Using that TASKID, we would then use the ChangeTriggerTiming operation (method) , and then change the timing of the trigger for the task message to execute. In addition to the TASKID, which we had, we usually used the number 0, and a newtime of “01-01-2014 15:30”. The date could be any date, as long as it was shortly prior to the actual time you were working on this.
We would do this for about 5 or 10 messages per day. Within about 1 week we saw substantial improvement and the numbers of outstanding requests drop. Within 2 weeks they were all pretty much handled correctly.
Summary:
This was a slow tedious process, but we were able to save the customer the headache of losing the problem change messages. We believe that we could develop a workflow process to automate some of this going forward.
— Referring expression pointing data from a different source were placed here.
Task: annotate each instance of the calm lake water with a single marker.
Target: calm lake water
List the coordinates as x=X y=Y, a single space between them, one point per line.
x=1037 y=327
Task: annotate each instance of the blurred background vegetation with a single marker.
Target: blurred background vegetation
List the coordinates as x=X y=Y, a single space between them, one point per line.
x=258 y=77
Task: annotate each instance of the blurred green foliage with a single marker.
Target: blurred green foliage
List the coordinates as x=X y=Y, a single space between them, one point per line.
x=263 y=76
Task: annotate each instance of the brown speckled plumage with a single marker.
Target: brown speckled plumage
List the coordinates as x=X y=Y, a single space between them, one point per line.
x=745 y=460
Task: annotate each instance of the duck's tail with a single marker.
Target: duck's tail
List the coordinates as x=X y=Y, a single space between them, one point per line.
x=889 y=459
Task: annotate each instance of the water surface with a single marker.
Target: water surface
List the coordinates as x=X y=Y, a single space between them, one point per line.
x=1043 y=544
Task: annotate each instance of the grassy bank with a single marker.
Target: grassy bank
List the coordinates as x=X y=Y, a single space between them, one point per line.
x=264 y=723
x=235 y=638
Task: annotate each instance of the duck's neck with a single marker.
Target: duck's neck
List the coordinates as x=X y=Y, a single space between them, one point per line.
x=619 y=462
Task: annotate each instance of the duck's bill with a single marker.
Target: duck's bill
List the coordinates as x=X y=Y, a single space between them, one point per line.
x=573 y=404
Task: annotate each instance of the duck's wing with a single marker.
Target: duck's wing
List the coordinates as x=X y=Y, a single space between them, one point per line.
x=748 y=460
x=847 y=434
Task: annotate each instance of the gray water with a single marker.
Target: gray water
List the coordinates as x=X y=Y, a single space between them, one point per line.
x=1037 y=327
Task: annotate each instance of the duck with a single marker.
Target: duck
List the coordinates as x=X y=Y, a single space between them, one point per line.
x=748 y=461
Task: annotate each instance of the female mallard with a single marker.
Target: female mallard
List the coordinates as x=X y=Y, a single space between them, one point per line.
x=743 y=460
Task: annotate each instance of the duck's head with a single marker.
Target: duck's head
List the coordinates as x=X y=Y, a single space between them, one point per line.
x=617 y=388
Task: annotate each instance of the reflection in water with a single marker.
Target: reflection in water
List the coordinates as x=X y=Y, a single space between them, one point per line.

However, given the fact that the Merge component is no longer used, that may not be necessary.
Other related SQL QUERIES used:
/*select mp2.* from MessageProperties2 mp2
join messageproperties mp with (nolock) on
mp.messageid = mp2.messageid
and mp.Attributekey = 'trigger_date'
*/
--select * from messageproperties2
--Verify the restore
SELECT DISTINCT(MessageProperties.AttributeNumValue - MessageProperties2.Value) FROM MessageProperties, MessageProperties2
WHERE MessageProperties.MessageId COLLATE DATABASE_DEFAULT = MessageProperties2.MessageId COLLATE DATABASE_DEFAULT
AND MessageProperties.AttributeKey = 'TRIGGER_DATE'
AND QueueName = 'local.workflowsqlexchange-change_management.task'